Table 1. Summary of the photocatalytic H₂ evolution activity from MHPPs.

Photocatalyst	Reaction environment	Light source	Temp. (°C)	Measured stability (h)	References
MAPbI3	HI-H3PO2 aqueous solution	>475 nm	25	160	[10]
MA3Bi2I9	HI-H3PO2 aqueous solution	>400 nm	15	70	[49]
Cs2AgBiBr6	HBr-H3PO2 aqueous solution	>420 nm	5	80	[50]
Pt/DA3BiI6	HI-DAI-H3PO2 aqueous solution	White LED lamp	6	16	[51]
CoP/MAPbI3	HI-H3PO2 aqueous solution	>420 nm	—	15	[52]
MoS2/MAPbI3	HI-H3PO2 aqueous solution	>420 nm	25	90	[53]
Pt/CsPbBr3−x Ix	HI-H3PO2 aqueous solution	>420 nm	15	50	[44]
Cs2AgBiBr6/N-C	HBr-H3PO2 aqueous solution	>420 nm	—	24	[54]
MA3Bi2I9/DMA3BiI6	HI-H3PO2 aqueous solution	>420 nm	15	100	[55]
Pt/Ta2O5/MAPbBr3	HBr-H3PO2 aqueous solution	>420 nm	25	9	[56]
Cs2AgBiBr6/RGO	HBr-H3PO2 aqueous solution	>420 nm	5	120	[57]
Pt/TiO2/MAPbI3	HI-H3PO2 aqueous solution	>420 nm	25	12	[58]
Pt/MAPbBr3−x Ix	HI/HBr-H3PO2 aqueous solution	>420 nm	15	30	[59]
MoS2/Cs2AgBiBr6	HBr-H3PO2 aqueous solution	>420 nm	—	500	[60]
MoS2/MAPbI3	HI-H3PO2 aqueous solution	>420 nm	25	200	[11]
Ni3C/MAPbI3	HI-H3PO2 aqueous solution	>420 nm	25	200	[61]
Pt/Cs2SnI6	HI-H3PO2 aqueous solution	>420 nm	25	24	[22]
Pt/TiO2/EtbtBi2I10	HI-H3PO2 aqueous solution	Full spectrum	—	20	[62]
MA+/MAPbI3	HI-H3PO2 aqueous solution	Full spectrum	—	4	[63]
Mo3S13 2−/K-MAPbBr3	HBr aqueous solution	>420 nm	5	200	[64]
Pt/g-C3N4/Cs3Bi2Br9	TEOA aqueous solution	300–800 nm	—	7	[65]
Pt/g-C3N4/DMASnBr3	TEOA aqueous solution	300–800 nm	—	7	[66]
DMASnI3	Pure water	Full spectrum	10	20	[47]
MA2CuCl2Br2	Water vapour	Full spectrum	40	50	[48]

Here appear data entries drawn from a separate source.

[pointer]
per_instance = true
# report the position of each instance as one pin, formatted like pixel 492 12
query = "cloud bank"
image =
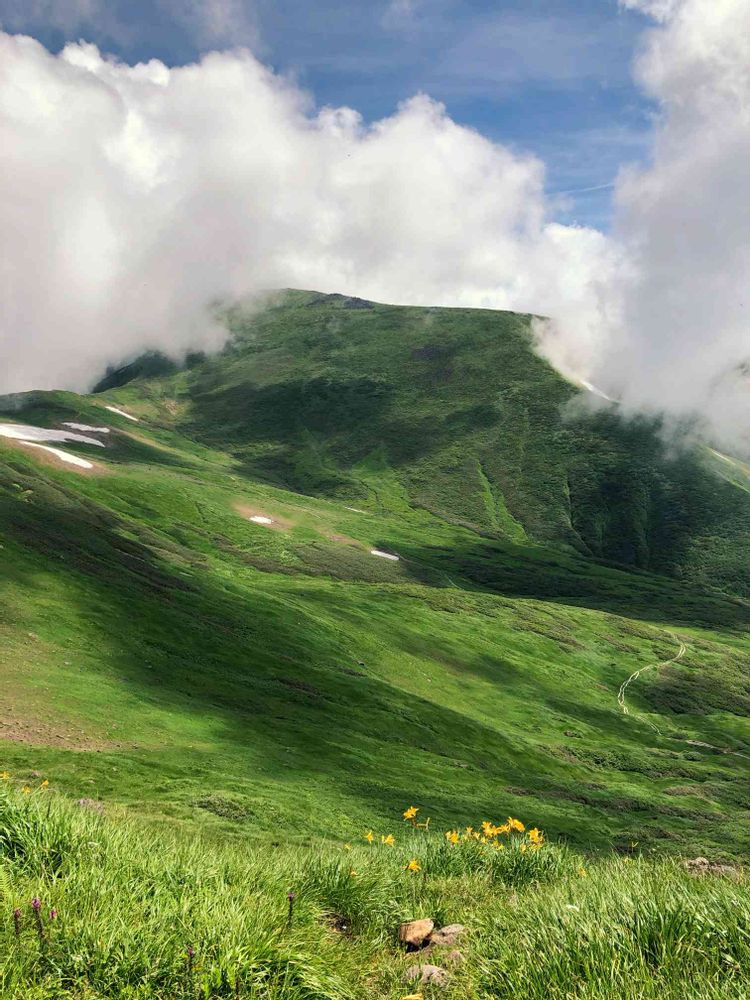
pixel 673 330
pixel 134 196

MA = CH₃NH₃ ⁺; DA = (CH₃)₂NH₂ ⁺; DMA = CH₃NH₂CH₃ ⁺; N–C = nitrogen doped carbon; RGO = reduced graphene oxide; TEOA = Triethanolamine.

4.1.1. MHP-saturated halogen-acid solutions

In 2016, Nam and co-workers firstly proposed a dynamic equilibrium of MAPbI₃ in HI aqueous solution, realising photocatalytic H₂ production from HI splitting with MAPbI₃ [10]. The working mechanism of dynamic equilibrium is that the dissolution and reprecipitation of MAPbI₃ in the saturated solution occur at the same rate (figure 2(a)). Here the concentration of I⁻ and H⁺ is essential to achieve dynamic equilibrium. A relatively high I⁻ concentration (–log[I⁻] < −0.4) is necessary to guarantee the dissolution of PbI₃ ⁻ in aqueous solutions, while the acidity of aqueous solutions should be maintained at a certain level (pH < −0.5) to suppress the formation of hydrates. The bandgap alignment of MAPbI₃ is capable of hydrogen reduction and iodine oxidation (figure 2(b) and equations (8) and (9)). Here the timely reduction of I₃ ⁻ to I⁻ is necessary to maintain the long-term stability of this process. The decreased concentration of I⁻ will affect the dynamic equilibrium of the saturated MAPbI₃ solution. Moreover, the dark brown colour of I₃ ⁻ will impede the light absorption of MAPbI₃, leading to a decreased H₂ generation rate. A reduction agent H₃PO₂ is usually added to reduce I₃ ⁻ to I⁻ and stable H₂ evolution activity is achieved for up to 160 h (figure 2(c)).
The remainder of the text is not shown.